Personal information
- Full name: James Lothian Brodie
- Born: 17 October 1893 Glasgow, Lanarkshire, Scotland
- Died: 2 July 1939 (aged 45) Glasgow, Lanarkshire, Scotland
- Batting: Right-handed

Domestic team information
- 1924–1925: Scotland

Career statistics
| Competition | First-class |
| Matches | 3 |
| Runs scored | 57 |
| Batting average | 11.40 |
| 100s/50s | –/– |
| Top score | 20 |
| Catches/stumpings | –/– |
- Source: Cricinfo, 20 July 2022

= James Brodie (Scottish cricketer) =

Scottish cricketer

James Lothian Brodie (17 October 1893 — 2 July 1939) was a Scottish first-class cricketer and British Army officer.

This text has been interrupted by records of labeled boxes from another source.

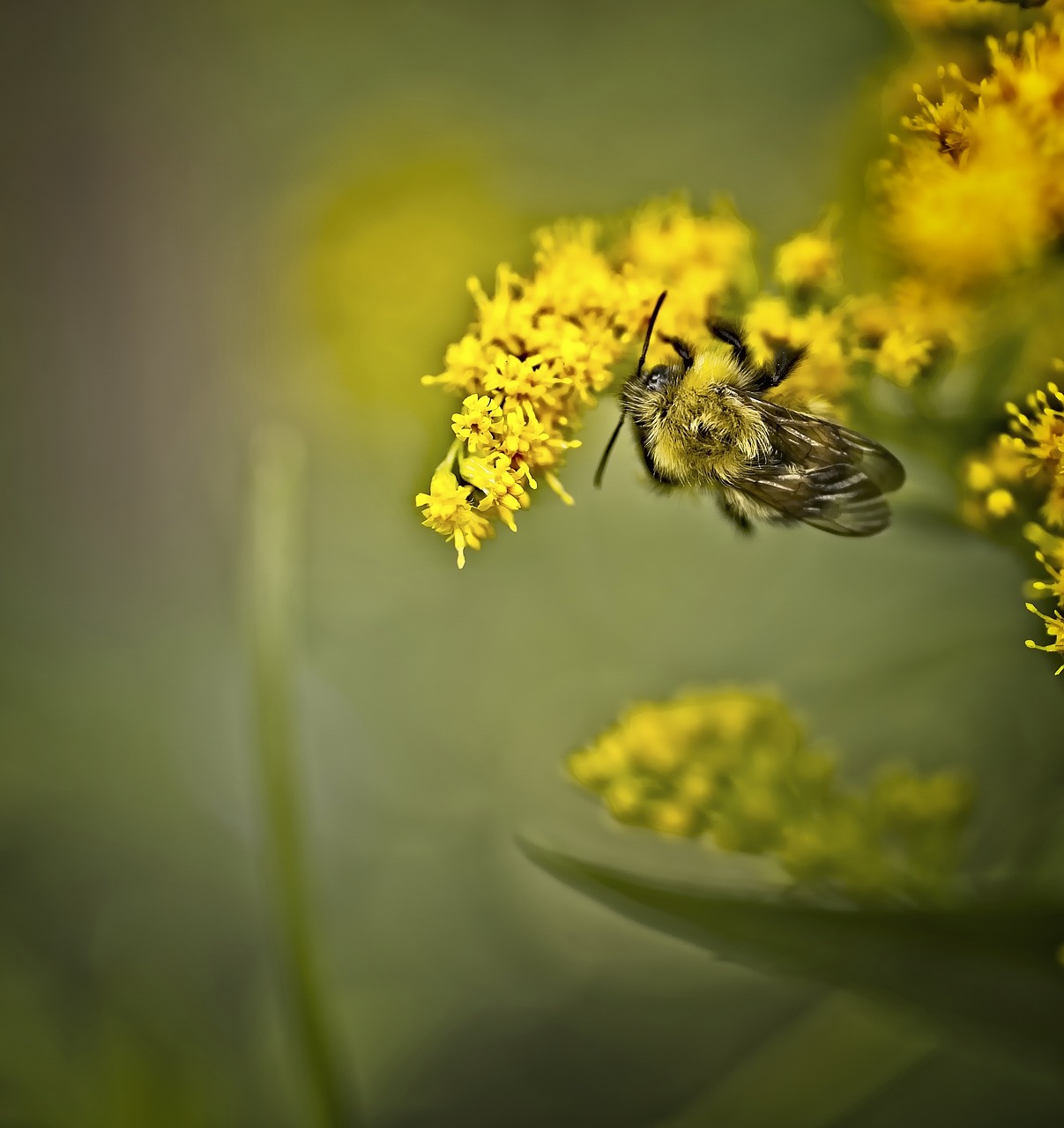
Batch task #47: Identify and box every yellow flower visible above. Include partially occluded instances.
[875,328,934,388]
[1005,383,1064,486]
[902,82,969,159]
[1027,604,1064,673]
[458,455,535,532]
[775,228,841,290]
[883,19,1064,293]
[450,395,502,450]
[419,204,771,564]
[568,689,971,902]
[963,361,1064,673]
[414,469,492,568]
[884,112,1052,290]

Brodie was born at Glasgow in October 1893. He served in the First World War in the British Army, initially as a warrant officer with the rank of lance sergeant in the York and Lancaster Regiment. In February 1917, he was commissioned as a temporary second lieutenant in the Highland Light Infantry. In May of the same year, he was awarded the Military Cross for conspicuous gallantry whilst leading a platoon. He was appointed an acting captain while commanding a company in April 1918, followed by promotion to acting lieutenant in August 1918.

After the war he played club cricket for Clydesdale Cricket Club and was selected to play for Scotland in 1924, playing two first-class matches against Ireland at Dundee and Wales at Swansea. He made a third appearance the following year against Lancashire at Old Trafford during Scotland's tour of England. In his three matches, Brodie scored 57 runs at an average of 11.40, with a highest score of 20. Outside of cricket, Brodie was a soft goods agent in Glasgow and was a partner in the business Brodie and Colvin. In July 1934, he was convicted of customs offences at Dover Police Court and was ordered to pay £480. Brodie died at Glasgow in July 1939.